The standard lemonade wasn’t nearly as good, though. For whatever reason, it just tasted artificial. It had that sting that artificial sweeteners have. Granted, this is supposed to have artificial sweeteners, but I kind of hate that taste. I guess the raspberry was hiding it in the previous mix. With nothing to mask it, it was out in full force. It was drinkable, but not optimal, by any means.

The pink lemonade, though, is probably the one I will keep buying. It undercuts that artificial flavor with the sweetness of pink lemonade, and does it without, you know, making it not taste like lemonade like the raspberry does. It’s a solid and cheap drink mix. I like it.

Overall, though, these are pretty decent products, which surprised me. For example, I have bought the Schnucks generic Chex Mix before, and that was a god awful mess nobody would ever believe is Chex Mix for a second. Tasted horrible. These are fine, though.

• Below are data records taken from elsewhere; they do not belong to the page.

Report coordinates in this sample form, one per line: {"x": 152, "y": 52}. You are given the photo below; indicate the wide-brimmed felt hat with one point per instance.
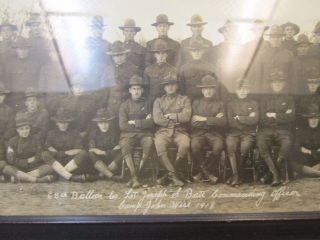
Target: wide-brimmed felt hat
{"x": 228, "y": 25}
{"x": 196, "y": 45}
{"x": 196, "y": 20}
{"x": 118, "y": 48}
{"x": 97, "y": 22}
{"x": 63, "y": 115}
{"x": 316, "y": 28}
{"x": 275, "y": 30}
{"x": 136, "y": 80}
{"x": 3, "y": 90}
{"x": 303, "y": 39}
{"x": 22, "y": 43}
{"x": 170, "y": 78}
{"x": 259, "y": 25}
{"x": 130, "y": 23}
{"x": 160, "y": 45}
{"x": 313, "y": 111}
{"x": 208, "y": 81}
{"x": 293, "y": 25}
{"x": 22, "y": 119}
{"x": 103, "y": 115}
{"x": 162, "y": 19}
{"x": 8, "y": 24}
{"x": 35, "y": 18}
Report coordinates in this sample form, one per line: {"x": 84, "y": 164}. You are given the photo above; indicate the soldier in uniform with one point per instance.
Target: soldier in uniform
{"x": 193, "y": 71}
{"x": 21, "y": 72}
{"x": 64, "y": 149}
{"x": 307, "y": 145}
{"x": 277, "y": 116}
{"x": 196, "y": 25}
{"x": 25, "y": 162}
{"x": 136, "y": 126}
{"x": 37, "y": 114}
{"x": 290, "y": 30}
{"x": 39, "y": 43}
{"x": 154, "y": 73}
{"x": 208, "y": 124}
{"x": 104, "y": 150}
{"x": 137, "y": 53}
{"x": 162, "y": 25}
{"x": 171, "y": 113}
{"x": 275, "y": 57}
{"x": 243, "y": 117}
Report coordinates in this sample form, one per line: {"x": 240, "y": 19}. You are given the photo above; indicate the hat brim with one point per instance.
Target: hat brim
{"x": 118, "y": 53}
{"x": 156, "y": 24}
{"x": 197, "y": 24}
{"x": 137, "y": 29}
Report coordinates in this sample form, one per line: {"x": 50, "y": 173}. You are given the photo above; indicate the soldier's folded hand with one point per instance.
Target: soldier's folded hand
{"x": 132, "y": 122}
{"x": 219, "y": 115}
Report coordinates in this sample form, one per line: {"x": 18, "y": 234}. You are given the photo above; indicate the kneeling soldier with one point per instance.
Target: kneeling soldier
{"x": 277, "y": 116}
{"x": 208, "y": 122}
{"x": 65, "y": 149}
{"x": 136, "y": 125}
{"x": 243, "y": 117}
{"x": 104, "y": 150}
{"x": 172, "y": 112}
{"x": 24, "y": 155}
{"x": 307, "y": 145}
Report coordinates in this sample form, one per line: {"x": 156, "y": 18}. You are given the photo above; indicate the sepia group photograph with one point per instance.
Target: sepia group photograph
{"x": 148, "y": 110}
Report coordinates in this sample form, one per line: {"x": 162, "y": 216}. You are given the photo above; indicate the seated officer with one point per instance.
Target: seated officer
{"x": 277, "y": 116}
{"x": 38, "y": 116}
{"x": 25, "y": 162}
{"x": 136, "y": 126}
{"x": 171, "y": 113}
{"x": 64, "y": 151}
{"x": 243, "y": 117}
{"x": 207, "y": 126}
{"x": 104, "y": 150}
{"x": 307, "y": 145}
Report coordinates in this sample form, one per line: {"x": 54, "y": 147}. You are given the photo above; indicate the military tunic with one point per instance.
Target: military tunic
{"x": 175, "y": 130}
{"x": 153, "y": 75}
{"x": 173, "y": 55}
{"x": 141, "y": 131}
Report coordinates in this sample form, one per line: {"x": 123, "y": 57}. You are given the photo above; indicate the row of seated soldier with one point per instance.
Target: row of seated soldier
{"x": 75, "y": 146}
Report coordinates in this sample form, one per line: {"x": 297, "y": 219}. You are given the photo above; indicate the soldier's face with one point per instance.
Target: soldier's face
{"x": 162, "y": 29}
{"x": 32, "y": 104}
{"x": 119, "y": 59}
{"x": 7, "y": 33}
{"x": 62, "y": 126}
{"x": 303, "y": 50}
{"x": 196, "y": 30}
{"x": 208, "y": 92}
{"x": 2, "y": 97}
{"x": 242, "y": 92}
{"x": 275, "y": 41}
{"x": 171, "y": 88}
{"x": 35, "y": 30}
{"x": 136, "y": 92}
{"x": 161, "y": 57}
{"x": 196, "y": 54}
{"x": 24, "y": 131}
{"x": 97, "y": 32}
{"x": 22, "y": 53}
{"x": 103, "y": 126}
{"x": 313, "y": 122}
{"x": 289, "y": 32}
{"x": 313, "y": 87}
{"x": 277, "y": 86}
{"x": 129, "y": 34}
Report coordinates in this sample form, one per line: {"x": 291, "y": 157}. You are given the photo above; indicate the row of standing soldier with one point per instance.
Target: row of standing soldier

Yeah, I wrote about drink mixes. I dunno, it was on my mind.

July 18, 2011

It’s Trip To See Brer Time!

Hi! By the time you read this, I’ll be on my way to spend a week with Brer. This is both totally awesome and totally scary, but I know the trip will be worth it. It should be relaxing and lovely, and I’ll finally get to see him, finally. At least once before he moves down here. That’s good, right?

That, of course, leaves the question of this blog. I don’t really want to do a week-long hiatus because I like things posting. That means I’ve got to build up a back catalog of posts to post over the week! That’s what I’m doing now, in the past. I’m going to try to write enough to keep things rolling. That doesn’t mean I won’t maybe break in and write something different, if I have time and feel inspired. I can always push those older posts forward even more. Why not?

So, yeah. Basically, if any of this stuff seems kind of old news when you read it, that’s why. It’ll all be new content, as far as the site is concerned, but who knows, I may have already talked your ear off about it by the time you read it. So be it.

Now I’m going to go enjoy my trip. You enjoy the week as well, yes? New old content begins tomorrow.

July 17, 2011

Before I Go, Here’s A Few Links

Time to dump some links on you all. I’m about to travel, so these tabs need a little clearing out to lighten my load!

Tim Schafer is awesome. Doubt it? Well, just look at his latest bit of promotion for his newest game. Yeah, awesome.

But is it as awesome as animated gifs starring cats? That’s hard to say.

The utter insanity of this piece is something that has to be seen to be believed. Wow. Who would have spent so much time on that? Bravo, though.

Just watched some Harry Potter film? Need a recap to help you make sense of it all? Well, these comics are pretty badass, and can do just that. Give them a try!

Finally, I will admit I haven’t had a chance to listen yet, but this podcast thing seems an amazing idea, and I can’t wait to give it a listen.

Okay. I feel good getting those links off of my chest! Well, I’m off! Later!